This page is not created by, affiliated with, or supported by Slack Technologies, Inc.
2022-08-15
Channels
- # architecture (5)
- # babashka (34)
- # beginners (72)
- # calva (42)
- # cherry (31)
- # cider (14)
- # clojure (27)
- # clojure-europe (11)
- # clojure-norway (17)
- # clojure-uk (1)
- # clojurescript (25)
- # community-development (13)
- # conjure (1)
- # core-async (11)
- # datascript (18)
- # datomic (11)
- # emacs (12)
- # fulcro (10)
- # integrant (5)
- # introduce-yourself (3)
- # jobs (8)
- # juxt (2)
- # malli (22)
- # off-topic (11)
- # pathom (18)
- # polylith (62)
- # rdf (18)
- # reagent (8)
- # releases (1)
- # shadow-cljs (35)
- # sql (3)
- # squint (141)
- # tools-deps (12)
- # vim (4)
- # xtdb (4)
I'm generating an Avro schema from a SHACL model, and an interesting question has come up: do I choose null
or []
to represent absence?
To get to the point: say I have a resource Sensor
, which can have zero or more measurement
s. I see two ways to encode "there are no measurements": 1. I make its type optional and use null
, or 2. I use the empty array []
to do that.
(Note that I've assumed a closed world here. Under the open world assumption there would've been a clear distinction: []

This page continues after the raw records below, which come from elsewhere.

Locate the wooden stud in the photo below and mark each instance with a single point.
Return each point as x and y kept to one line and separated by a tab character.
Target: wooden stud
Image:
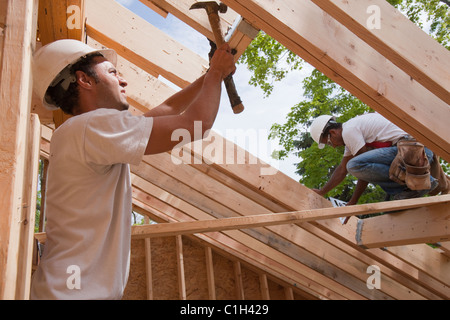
210	274
29	210
180	264
264	286
19	32
148	264
238	280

encodes the statement "there are no measurements", and null
encodes "i don't know of any measurements".)
I was wondering if others have input here: am I correct in seeing semantic equivalence there under the closed world assumption? And if so, what reasons would I have to choose either option? Thanks!
Yes, I believe you have semantic equivalence.
To do it in an open world you’d need a collection, or an explicit “not exists” value to assert.
To do it in a closed world, then you can just make it optional, which is what an Avro null
does. The empty collection is OK, since being explicit like that means the same thing under both assumptions
Though, I should check in to make sure… you said that you want to “represent absence”. Are you representing that the value is unset, or are you representing that the value is unknown? I’m presuming the former, but I shouldn’t make assumptions 🙂
Okay, glad to see my reasoning verified at least 🙂.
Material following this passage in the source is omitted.